That`s bigger`n my yard!    I do have access to a good part of it though.


----------



## PappyHoel (Jul 3, 2015)

> PERIODS OF HEAVY RAIN WILL MOVE ACROSS NORTH AND CENTRAL GEORGIA
> THROUGH SUNDAY MORNING WITH AN ADDITIONAL 2 TO 4 INCHES OF
> RAINFALL. ISOLATED HIGHER AMOUNTS WILL BE POSSIBLE.


http://forecast.weather.gov/showsig...d+Watch&lat=34.4041&lon=-84.0913#.VZai30r3arU


----------



## Miguel Cervantes (Jul 3, 2015)

This is happening now from one end of Tennessee to the other (10uhc for you less literate  )


----------



## gobbleinwoods (Jul 3, 2015)

Miguel Cervantes said:


> This is happening now from one end of Tennessee to the other (10uhc for you less literate  )



Days leavin da kars in da vater teu git warshed?


----------



## Matthew6 (Jul 3, 2015)

Miguel Cervantes said:


> This is happening now from one end of Tennessee to the other (10uhc for you less literate  )



every sewer needs a good flushing now and again.


----------



## Miguel Cervantes (Jul 4, 2015)

Good storms moving across Bama will be gettin to us this evening. Folks in SOWEGA should keep an eye on em. The ones in southern Bama are slobberknockers.


----------



## Nicodemus (Jul 4, 2015)

Miguel Cervantes said:


> Good storms moving across Bama will be gettin to us this evening. Folks in SOWEGA should keep an eye on em. The ones in southern Bama are slobberknockers.





We`ve had some good rains off and one here since around dinnertime today. We`ll be stayin` on the homeplace for the evening.


----------



## Miguel Cervantes (Jul 4, 2015)

Nicodemus said:


> We`ve had some good rains off and one here since around dinnertime today. We`ll be stayin` on the homeplace for the evening.


Give another hour +/-  ;-)


----------



## Nicodemus (Jul 4, 2015)

Many thanks Hugh. I got my glass of Bourbon, The Redhead got the homemade ice cream ready and life is good. Happy Independence Day to ya`ll. Give Colin our congratulations on his race.


----------



## Miguel Cervantes (Jul 4, 2015)

Nicodemus said:


> Many thanks Hugh. I got my glass of Bourbon, The Redhead got the homemade ice cream ready and life is good. Happy Independence Day to ya`ll. Give Colin our congratulations on his race.

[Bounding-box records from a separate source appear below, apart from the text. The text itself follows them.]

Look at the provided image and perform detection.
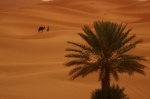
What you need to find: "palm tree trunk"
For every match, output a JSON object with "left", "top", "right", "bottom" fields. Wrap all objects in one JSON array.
[{"left": 101, "top": 66, "right": 110, "bottom": 99}]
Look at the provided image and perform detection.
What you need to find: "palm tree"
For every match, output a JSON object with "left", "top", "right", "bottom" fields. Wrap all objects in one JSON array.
[{"left": 65, "top": 21, "right": 147, "bottom": 98}]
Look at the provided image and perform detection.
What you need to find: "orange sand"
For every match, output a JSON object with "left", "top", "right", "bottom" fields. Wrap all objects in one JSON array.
[{"left": 0, "top": 0, "right": 150, "bottom": 99}]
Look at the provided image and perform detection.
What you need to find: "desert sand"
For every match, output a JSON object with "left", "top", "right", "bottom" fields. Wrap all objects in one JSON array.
[{"left": 0, "top": 0, "right": 150, "bottom": 99}]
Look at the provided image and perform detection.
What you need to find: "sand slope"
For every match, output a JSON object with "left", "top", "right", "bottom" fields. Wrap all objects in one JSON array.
[{"left": 0, "top": 0, "right": 150, "bottom": 99}]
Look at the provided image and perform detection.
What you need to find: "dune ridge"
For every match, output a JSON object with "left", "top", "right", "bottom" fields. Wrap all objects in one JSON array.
[{"left": 0, "top": 0, "right": 150, "bottom": 99}]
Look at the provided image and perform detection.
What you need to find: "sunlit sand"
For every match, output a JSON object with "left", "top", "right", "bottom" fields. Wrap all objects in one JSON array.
[{"left": 0, "top": 0, "right": 150, "bottom": 99}]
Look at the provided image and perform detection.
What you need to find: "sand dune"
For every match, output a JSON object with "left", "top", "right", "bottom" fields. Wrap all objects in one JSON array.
[{"left": 0, "top": 0, "right": 150, "bottom": 99}]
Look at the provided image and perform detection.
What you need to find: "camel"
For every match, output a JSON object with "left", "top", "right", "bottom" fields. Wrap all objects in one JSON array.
[{"left": 38, "top": 26, "right": 45, "bottom": 33}]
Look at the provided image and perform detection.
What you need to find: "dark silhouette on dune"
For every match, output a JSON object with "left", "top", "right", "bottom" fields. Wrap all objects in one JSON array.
[{"left": 38, "top": 26, "right": 45, "bottom": 33}]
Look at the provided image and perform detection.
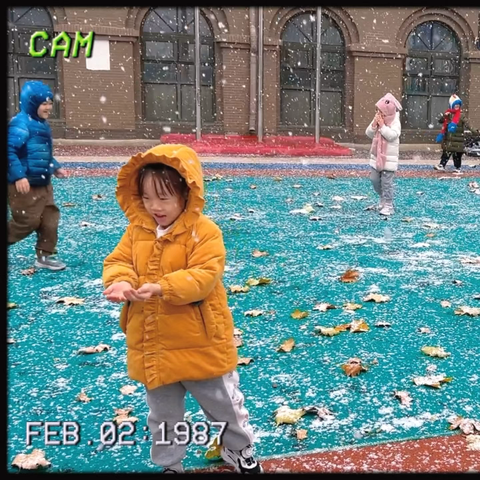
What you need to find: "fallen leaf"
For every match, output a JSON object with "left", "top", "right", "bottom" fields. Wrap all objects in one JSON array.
[
  {"left": 237, "top": 357, "right": 253, "bottom": 365},
  {"left": 449, "top": 415, "right": 480, "bottom": 435},
  {"left": 455, "top": 306, "right": 480, "bottom": 317},
  {"left": 205, "top": 437, "right": 223, "bottom": 461},
  {"left": 12, "top": 448, "right": 51, "bottom": 470},
  {"left": 76, "top": 390, "right": 92, "bottom": 403},
  {"left": 421, "top": 347, "right": 451, "bottom": 358},
  {"left": 277, "top": 338, "right": 295, "bottom": 352},
  {"left": 315, "top": 326, "right": 342, "bottom": 337},
  {"left": 413, "top": 373, "right": 453, "bottom": 388},
  {"left": 120, "top": 385, "right": 138, "bottom": 395},
  {"left": 290, "top": 308, "right": 308, "bottom": 320},
  {"left": 230, "top": 285, "right": 250, "bottom": 293},
  {"left": 343, "top": 302, "right": 363, "bottom": 310},
  {"left": 274, "top": 405, "right": 305, "bottom": 425},
  {"left": 418, "top": 327, "right": 432, "bottom": 333},
  {"left": 393, "top": 390, "right": 412, "bottom": 407},
  {"left": 20, "top": 267, "right": 37, "bottom": 275},
  {"left": 363, "top": 293, "right": 390, "bottom": 303},
  {"left": 313, "top": 303, "right": 337, "bottom": 312},
  {"left": 295, "top": 428, "right": 308, "bottom": 440},
  {"left": 350, "top": 318, "right": 370, "bottom": 333},
  {"left": 340, "top": 269, "right": 360, "bottom": 283},
  {"left": 245, "top": 277, "right": 272, "bottom": 287},
  {"left": 78, "top": 343, "right": 110, "bottom": 353},
  {"left": 341, "top": 357, "right": 368, "bottom": 377},
  {"left": 465, "top": 435, "right": 480, "bottom": 452},
  {"left": 55, "top": 297, "right": 85, "bottom": 305}
]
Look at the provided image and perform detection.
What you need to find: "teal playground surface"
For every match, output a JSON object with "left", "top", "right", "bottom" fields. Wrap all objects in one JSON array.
[{"left": 7, "top": 175, "right": 480, "bottom": 473}]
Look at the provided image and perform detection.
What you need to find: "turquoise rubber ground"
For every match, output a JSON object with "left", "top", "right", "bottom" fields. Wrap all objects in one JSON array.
[{"left": 7, "top": 176, "right": 480, "bottom": 473}]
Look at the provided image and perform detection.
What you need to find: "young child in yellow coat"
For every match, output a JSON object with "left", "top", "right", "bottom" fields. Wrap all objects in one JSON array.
[{"left": 103, "top": 145, "right": 263, "bottom": 473}]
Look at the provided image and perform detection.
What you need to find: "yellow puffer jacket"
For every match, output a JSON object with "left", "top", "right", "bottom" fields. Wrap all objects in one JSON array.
[{"left": 103, "top": 145, "right": 237, "bottom": 389}]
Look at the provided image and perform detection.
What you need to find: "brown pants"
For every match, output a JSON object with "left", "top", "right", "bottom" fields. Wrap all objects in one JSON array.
[{"left": 7, "top": 184, "right": 60, "bottom": 255}]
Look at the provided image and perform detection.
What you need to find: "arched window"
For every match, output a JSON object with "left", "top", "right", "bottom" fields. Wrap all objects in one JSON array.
[
  {"left": 403, "top": 22, "right": 460, "bottom": 129},
  {"left": 7, "top": 7, "right": 60, "bottom": 118},
  {"left": 280, "top": 13, "right": 345, "bottom": 127},
  {"left": 142, "top": 7, "right": 215, "bottom": 123}
]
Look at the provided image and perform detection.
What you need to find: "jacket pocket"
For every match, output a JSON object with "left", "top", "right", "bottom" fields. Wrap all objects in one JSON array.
[{"left": 194, "top": 301, "right": 217, "bottom": 340}]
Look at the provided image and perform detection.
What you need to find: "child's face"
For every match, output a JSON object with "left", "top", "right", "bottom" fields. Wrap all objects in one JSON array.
[
  {"left": 142, "top": 175, "right": 187, "bottom": 228},
  {"left": 37, "top": 100, "right": 53, "bottom": 120}
]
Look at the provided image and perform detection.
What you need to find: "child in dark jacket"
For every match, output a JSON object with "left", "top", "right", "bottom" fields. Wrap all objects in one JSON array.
[
  {"left": 7, "top": 80, "right": 66, "bottom": 270},
  {"left": 433, "top": 94, "right": 478, "bottom": 173}
]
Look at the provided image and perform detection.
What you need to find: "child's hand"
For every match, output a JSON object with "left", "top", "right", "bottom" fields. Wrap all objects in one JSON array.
[
  {"left": 15, "top": 178, "right": 30, "bottom": 195},
  {"left": 103, "top": 282, "right": 135, "bottom": 303},
  {"left": 134, "top": 283, "right": 162, "bottom": 300}
]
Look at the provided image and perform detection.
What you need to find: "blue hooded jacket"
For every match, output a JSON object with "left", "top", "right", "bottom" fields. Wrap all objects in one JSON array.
[{"left": 7, "top": 80, "right": 60, "bottom": 186}]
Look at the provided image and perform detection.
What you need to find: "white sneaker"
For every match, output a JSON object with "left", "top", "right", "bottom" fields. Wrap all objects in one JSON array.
[
  {"left": 220, "top": 445, "right": 263, "bottom": 473},
  {"left": 35, "top": 256, "right": 66, "bottom": 270},
  {"left": 378, "top": 205, "right": 395, "bottom": 216}
]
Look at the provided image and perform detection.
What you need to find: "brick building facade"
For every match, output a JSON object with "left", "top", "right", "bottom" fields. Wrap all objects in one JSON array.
[{"left": 9, "top": 7, "right": 480, "bottom": 143}]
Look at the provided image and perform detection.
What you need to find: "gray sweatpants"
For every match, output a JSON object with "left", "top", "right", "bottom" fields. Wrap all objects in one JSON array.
[
  {"left": 370, "top": 167, "right": 395, "bottom": 206},
  {"left": 147, "top": 370, "right": 254, "bottom": 467}
]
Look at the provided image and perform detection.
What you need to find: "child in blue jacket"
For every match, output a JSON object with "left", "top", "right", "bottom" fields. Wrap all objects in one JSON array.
[{"left": 7, "top": 80, "right": 66, "bottom": 270}]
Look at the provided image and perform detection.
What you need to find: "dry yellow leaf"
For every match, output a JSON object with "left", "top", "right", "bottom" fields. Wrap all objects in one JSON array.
[
  {"left": 295, "top": 428, "right": 308, "bottom": 440},
  {"left": 363, "top": 293, "right": 390, "bottom": 303},
  {"left": 313, "top": 303, "right": 337, "bottom": 312},
  {"left": 237, "top": 357, "right": 253, "bottom": 365},
  {"left": 274, "top": 405, "right": 305, "bottom": 425},
  {"left": 350, "top": 318, "right": 370, "bottom": 333},
  {"left": 55, "top": 297, "right": 85, "bottom": 305},
  {"left": 245, "top": 277, "right": 272, "bottom": 287},
  {"left": 315, "top": 326, "right": 342, "bottom": 337},
  {"left": 120, "top": 385, "right": 138, "bottom": 395},
  {"left": 78, "top": 343, "right": 110, "bottom": 353},
  {"left": 421, "top": 347, "right": 451, "bottom": 358},
  {"left": 393, "top": 390, "right": 412, "bottom": 407},
  {"left": 341, "top": 357, "right": 368, "bottom": 377},
  {"left": 277, "top": 338, "right": 295, "bottom": 352},
  {"left": 455, "top": 307, "right": 480, "bottom": 317},
  {"left": 413, "top": 373, "right": 453, "bottom": 388},
  {"left": 12, "top": 448, "right": 51, "bottom": 470},
  {"left": 20, "top": 267, "right": 37, "bottom": 275},
  {"left": 230, "top": 285, "right": 250, "bottom": 293},
  {"left": 290, "top": 308, "right": 308, "bottom": 320},
  {"left": 76, "top": 390, "right": 92, "bottom": 403},
  {"left": 205, "top": 437, "right": 222, "bottom": 461},
  {"left": 340, "top": 269, "right": 360, "bottom": 283}
]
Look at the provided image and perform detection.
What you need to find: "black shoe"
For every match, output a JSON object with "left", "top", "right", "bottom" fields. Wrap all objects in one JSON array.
[{"left": 221, "top": 445, "right": 263, "bottom": 473}]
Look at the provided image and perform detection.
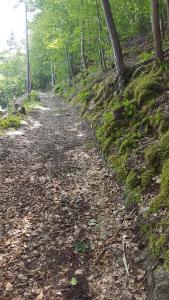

 Thank you Nic. Same to you and yours. 

Btw. Hopefully this will pass just south of you but the velocities with this line of storms are 40+mph. Tie them chickens down.


----------



## Hooked On Quack (Jul 4, 2015)

We've been getting pounded Miggie, so far today no rain.


----------



## Miguel Cervantes (Jul 4, 2015)

So much for it going south of you Nic. The good part is it will move through fast.


----------



## Nicodemus (Jul 4, 2015)

Noted! I`m dead center in the middle of that bullseye. Maybe 40 miles from me as the crow flies. We be ready.


----------



## Miguel Cervantes (Jul 6, 2015)

Did I mention it's gonna get stinkin hot this week? Some folks in Jawja could see us bumping the 100°f mark.


----------



## shakey gizzard (Jul 10, 2015)

Too,2,tu hot! Must get rain!


----------



## Paymaster (Jul 11, 2015)

Not GA but while in Gulf shores, I got to see two rather interesting cloud formations and took some pics. Thought I would share here. Some rotation in both!


----------



## Miguel Cervantes (Jul 12, 2015)

Paymaster said:


> Not GA but while in Gulf shores, I got to see two rather interesting cloud formations and took some pics. Thought I would share here. Some rotation in both!
> 
> It's just a tornado,,,,,,,,,,,,,over water..


----------



## Miguel Cervantes (Jul 12, 2015)

DDD might finally get the winter he wants. We're in a Super El Nino which usually = a wet cold winter for the SE. 

Time will tell.


----------



## Rockdale Buck (Jul 12, 2015)

Here's to hoping for a big winter


----------



## Bob Shaw (Jul 12, 2015)

rockdale buck said:


> here's to hoping for a big winter




nnnooo!!!!


----------



## blood on the ground (Jul 12, 2015)

I hate hot,cold,wet,dry weather... Give me something in the middle


----------



## gobbleinwoods (Jul 12, 2015)

Bob Shaw said:


> nnnooo!!!!



party pooper.   Bring on a winter like I know from NE.


----------



## Greene728 (Jul 12, 2015)

gobbleinwoods said:


> party pooper.   Bring on a winter like I know from NE.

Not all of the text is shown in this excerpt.